A successful NAFTA renegotiation would incorporate many of the provisions of the successfully negotiated Trans-Pacific Partnership, including the removal of export subsidies and resolution of several sanitary phytosanitary standards (SPS) related issues. The TPP addressed all four objectives identified in then-acting US Trade Representative Stephen Vaughn’s March 30, 2017, draft letter to Congress. The TPP would have required all members to abolish export subsidies, including Mexico’s for wheat and Canada’s for dairy products sold in the United States. The SPS chapter of the TPP would have obligated member countries to use science-based risk analysis for evaluating SPS threats, effectively harmonizing these procedures to those of the United States, and would have established a rapid reporting system for all SPS-related detained shipments, a cooperative technical consultation system for SPS issues, and a dispute resolution mechanism for SPS-related issues.
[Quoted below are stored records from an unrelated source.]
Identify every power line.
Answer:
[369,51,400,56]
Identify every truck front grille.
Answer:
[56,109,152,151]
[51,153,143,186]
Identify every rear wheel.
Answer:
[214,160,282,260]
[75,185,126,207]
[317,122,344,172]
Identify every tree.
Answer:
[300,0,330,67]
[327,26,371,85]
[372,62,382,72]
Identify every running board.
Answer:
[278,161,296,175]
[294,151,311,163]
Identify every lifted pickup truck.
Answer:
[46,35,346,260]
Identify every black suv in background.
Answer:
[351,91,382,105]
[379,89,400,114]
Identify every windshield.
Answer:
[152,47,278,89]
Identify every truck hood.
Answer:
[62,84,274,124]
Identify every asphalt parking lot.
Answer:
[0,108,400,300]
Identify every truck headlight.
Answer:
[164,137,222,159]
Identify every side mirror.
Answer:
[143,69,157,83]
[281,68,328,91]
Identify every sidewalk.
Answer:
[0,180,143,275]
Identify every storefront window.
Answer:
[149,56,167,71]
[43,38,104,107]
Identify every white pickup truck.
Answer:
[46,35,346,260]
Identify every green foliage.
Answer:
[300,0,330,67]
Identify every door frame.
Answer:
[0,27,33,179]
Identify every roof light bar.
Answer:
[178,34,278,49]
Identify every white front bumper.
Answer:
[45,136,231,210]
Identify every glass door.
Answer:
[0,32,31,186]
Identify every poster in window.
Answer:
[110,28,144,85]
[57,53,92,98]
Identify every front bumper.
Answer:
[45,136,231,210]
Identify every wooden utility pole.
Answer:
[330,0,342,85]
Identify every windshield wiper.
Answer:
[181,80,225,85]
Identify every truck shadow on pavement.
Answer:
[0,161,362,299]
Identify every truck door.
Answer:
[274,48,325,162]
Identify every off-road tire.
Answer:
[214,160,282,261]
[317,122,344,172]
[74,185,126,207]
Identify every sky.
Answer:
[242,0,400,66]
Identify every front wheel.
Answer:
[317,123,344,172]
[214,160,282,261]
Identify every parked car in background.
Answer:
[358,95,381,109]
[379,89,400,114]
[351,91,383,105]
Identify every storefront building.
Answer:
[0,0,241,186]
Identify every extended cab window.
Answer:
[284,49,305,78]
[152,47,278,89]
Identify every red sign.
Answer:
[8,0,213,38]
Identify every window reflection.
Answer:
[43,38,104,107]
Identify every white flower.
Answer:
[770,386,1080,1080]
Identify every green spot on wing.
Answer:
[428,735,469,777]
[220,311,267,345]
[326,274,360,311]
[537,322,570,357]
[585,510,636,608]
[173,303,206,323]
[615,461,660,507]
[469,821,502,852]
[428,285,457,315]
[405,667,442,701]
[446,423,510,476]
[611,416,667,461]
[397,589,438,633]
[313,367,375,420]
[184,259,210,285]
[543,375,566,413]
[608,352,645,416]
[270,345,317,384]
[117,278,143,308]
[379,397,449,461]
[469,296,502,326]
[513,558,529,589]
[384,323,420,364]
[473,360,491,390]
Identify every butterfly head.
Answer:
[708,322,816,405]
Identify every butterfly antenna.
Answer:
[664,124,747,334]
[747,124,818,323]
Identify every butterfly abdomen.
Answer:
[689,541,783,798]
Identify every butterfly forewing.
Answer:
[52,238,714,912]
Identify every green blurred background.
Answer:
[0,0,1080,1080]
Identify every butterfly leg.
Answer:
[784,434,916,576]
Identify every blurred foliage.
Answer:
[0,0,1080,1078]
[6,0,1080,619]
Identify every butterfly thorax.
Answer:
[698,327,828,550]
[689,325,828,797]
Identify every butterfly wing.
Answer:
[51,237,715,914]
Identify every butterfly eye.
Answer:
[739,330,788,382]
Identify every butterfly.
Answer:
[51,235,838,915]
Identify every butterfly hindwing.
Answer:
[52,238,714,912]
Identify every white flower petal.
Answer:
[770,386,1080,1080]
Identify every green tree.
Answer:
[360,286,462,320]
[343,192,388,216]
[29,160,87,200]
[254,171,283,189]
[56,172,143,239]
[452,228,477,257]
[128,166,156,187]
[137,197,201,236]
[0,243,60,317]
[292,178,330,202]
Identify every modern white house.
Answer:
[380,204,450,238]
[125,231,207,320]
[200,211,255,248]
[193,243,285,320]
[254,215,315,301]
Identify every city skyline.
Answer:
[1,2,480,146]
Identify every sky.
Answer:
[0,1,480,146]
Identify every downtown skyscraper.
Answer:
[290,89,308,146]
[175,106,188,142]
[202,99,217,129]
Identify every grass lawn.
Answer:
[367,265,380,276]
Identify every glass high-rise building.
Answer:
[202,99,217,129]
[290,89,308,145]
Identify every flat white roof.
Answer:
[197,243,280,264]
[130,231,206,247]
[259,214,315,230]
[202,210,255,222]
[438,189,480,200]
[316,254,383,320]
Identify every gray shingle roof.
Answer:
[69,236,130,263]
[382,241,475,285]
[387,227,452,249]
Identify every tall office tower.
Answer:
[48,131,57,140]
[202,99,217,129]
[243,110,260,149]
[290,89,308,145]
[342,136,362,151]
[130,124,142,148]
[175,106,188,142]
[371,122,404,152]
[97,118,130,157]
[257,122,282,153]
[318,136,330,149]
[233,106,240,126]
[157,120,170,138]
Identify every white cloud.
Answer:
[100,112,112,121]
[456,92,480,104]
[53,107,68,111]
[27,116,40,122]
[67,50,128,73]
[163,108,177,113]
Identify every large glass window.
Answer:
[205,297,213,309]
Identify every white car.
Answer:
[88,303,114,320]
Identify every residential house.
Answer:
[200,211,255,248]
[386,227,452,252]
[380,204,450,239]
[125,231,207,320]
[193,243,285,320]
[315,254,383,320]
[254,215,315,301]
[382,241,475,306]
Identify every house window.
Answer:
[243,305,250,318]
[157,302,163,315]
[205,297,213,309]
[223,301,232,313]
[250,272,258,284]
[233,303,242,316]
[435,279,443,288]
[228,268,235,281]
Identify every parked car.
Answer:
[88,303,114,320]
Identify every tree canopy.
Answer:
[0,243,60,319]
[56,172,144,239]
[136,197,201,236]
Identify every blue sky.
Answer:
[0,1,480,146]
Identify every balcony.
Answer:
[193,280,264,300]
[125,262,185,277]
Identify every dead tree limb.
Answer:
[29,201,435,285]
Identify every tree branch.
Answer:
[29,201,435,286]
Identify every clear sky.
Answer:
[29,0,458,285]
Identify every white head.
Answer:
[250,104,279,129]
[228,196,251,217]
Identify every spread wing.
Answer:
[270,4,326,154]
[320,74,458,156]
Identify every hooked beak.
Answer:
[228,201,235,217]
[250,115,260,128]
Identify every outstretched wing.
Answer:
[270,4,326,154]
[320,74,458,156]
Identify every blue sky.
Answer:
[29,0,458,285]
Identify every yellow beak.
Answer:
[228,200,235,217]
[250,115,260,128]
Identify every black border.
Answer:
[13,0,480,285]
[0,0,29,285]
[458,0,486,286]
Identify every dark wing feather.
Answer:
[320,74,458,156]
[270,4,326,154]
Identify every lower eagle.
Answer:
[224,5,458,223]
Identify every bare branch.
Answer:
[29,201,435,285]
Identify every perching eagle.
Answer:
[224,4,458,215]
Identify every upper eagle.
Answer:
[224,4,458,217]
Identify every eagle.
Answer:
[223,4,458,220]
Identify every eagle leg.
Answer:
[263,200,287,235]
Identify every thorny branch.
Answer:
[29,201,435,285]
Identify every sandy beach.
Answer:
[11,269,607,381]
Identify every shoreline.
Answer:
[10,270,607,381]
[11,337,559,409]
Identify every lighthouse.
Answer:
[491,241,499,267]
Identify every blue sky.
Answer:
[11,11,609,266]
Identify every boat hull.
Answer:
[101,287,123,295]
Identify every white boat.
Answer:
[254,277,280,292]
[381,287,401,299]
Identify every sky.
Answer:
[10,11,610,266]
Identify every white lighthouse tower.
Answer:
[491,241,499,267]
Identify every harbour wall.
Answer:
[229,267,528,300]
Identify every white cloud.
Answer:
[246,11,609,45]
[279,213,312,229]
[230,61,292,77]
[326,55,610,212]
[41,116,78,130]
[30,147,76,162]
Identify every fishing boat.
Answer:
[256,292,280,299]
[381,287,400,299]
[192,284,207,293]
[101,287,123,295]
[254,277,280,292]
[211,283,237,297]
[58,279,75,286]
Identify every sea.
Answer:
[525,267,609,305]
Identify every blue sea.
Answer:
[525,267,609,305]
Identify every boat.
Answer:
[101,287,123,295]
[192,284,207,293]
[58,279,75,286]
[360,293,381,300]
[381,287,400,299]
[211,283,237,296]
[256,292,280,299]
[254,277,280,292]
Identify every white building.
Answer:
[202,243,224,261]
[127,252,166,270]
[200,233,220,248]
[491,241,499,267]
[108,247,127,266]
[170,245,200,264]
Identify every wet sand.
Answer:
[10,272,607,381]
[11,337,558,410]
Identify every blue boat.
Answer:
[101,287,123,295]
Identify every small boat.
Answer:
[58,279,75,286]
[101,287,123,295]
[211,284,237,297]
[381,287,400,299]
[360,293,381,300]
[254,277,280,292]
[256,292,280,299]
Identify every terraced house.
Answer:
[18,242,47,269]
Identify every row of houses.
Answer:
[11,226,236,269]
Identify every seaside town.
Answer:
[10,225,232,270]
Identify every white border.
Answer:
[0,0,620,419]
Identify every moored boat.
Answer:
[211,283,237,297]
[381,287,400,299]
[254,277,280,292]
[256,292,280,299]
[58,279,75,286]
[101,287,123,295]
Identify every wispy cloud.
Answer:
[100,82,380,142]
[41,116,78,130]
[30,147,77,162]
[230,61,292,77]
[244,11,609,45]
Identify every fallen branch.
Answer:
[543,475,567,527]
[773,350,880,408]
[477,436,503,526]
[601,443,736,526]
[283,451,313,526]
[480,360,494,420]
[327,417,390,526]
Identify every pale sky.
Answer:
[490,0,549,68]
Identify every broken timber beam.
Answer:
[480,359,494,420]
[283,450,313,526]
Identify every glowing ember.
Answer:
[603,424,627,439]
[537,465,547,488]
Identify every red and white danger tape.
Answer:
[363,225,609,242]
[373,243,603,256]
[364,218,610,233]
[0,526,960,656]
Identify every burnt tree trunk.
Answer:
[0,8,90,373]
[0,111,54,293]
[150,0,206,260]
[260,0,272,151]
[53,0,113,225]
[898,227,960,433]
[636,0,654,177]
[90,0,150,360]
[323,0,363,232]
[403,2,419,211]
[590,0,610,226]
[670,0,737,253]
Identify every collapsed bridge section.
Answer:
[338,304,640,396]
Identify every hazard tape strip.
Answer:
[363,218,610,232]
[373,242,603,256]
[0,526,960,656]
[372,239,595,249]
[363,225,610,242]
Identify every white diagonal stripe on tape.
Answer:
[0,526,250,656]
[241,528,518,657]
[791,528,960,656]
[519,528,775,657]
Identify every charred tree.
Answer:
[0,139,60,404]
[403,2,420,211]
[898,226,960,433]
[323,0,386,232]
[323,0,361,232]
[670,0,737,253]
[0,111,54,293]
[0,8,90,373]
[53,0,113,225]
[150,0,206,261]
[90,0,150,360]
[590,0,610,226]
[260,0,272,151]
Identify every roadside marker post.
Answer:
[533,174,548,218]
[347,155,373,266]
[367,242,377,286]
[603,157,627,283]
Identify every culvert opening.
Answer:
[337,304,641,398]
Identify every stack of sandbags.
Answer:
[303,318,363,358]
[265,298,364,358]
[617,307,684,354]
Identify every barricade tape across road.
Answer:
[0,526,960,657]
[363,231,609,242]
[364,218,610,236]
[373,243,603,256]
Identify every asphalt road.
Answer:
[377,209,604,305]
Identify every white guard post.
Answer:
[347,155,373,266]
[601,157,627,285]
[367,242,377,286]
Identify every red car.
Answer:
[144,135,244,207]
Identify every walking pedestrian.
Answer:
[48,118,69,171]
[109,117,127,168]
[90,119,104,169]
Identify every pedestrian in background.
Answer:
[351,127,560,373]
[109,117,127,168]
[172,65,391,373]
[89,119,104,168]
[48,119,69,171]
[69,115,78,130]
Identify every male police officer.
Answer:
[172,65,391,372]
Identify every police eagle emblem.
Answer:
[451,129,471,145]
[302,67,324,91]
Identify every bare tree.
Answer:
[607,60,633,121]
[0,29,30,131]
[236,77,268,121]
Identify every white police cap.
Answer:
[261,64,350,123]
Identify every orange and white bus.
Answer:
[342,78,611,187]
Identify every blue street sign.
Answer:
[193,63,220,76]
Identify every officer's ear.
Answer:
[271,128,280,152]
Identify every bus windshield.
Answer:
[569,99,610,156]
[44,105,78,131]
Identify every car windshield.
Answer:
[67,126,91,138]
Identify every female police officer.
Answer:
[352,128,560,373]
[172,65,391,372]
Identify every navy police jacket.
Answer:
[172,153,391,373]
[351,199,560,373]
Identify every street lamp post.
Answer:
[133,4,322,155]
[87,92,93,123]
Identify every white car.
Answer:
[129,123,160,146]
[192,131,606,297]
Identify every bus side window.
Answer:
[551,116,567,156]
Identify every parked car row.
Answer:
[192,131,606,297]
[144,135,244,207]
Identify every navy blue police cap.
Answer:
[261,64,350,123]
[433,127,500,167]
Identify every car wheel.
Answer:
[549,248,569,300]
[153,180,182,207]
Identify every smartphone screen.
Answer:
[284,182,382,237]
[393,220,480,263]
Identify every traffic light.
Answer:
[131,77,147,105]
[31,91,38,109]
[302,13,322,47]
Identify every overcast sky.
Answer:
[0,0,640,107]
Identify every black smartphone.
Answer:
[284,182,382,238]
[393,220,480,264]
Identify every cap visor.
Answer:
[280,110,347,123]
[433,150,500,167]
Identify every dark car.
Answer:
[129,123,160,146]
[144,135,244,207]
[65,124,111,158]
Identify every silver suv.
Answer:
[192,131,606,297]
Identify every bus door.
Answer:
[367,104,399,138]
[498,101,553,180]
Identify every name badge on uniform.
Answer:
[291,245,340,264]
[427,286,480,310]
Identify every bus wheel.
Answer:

NAFTA has been a considerable boon to agricultural interests across the United States, Canada, and Mexico, spurring intra-NAFTA trade and resulting in greater consumer choice in each. The USTR must be careful not to let agriculture become a casualty of disputes over unrelated issues, as the trade agreement has been largely successful in integrating and expanding the North American agricultural market.

Note

1. US Department of Agriculture, Overview of the United States Hog Industry (Washington, 2015).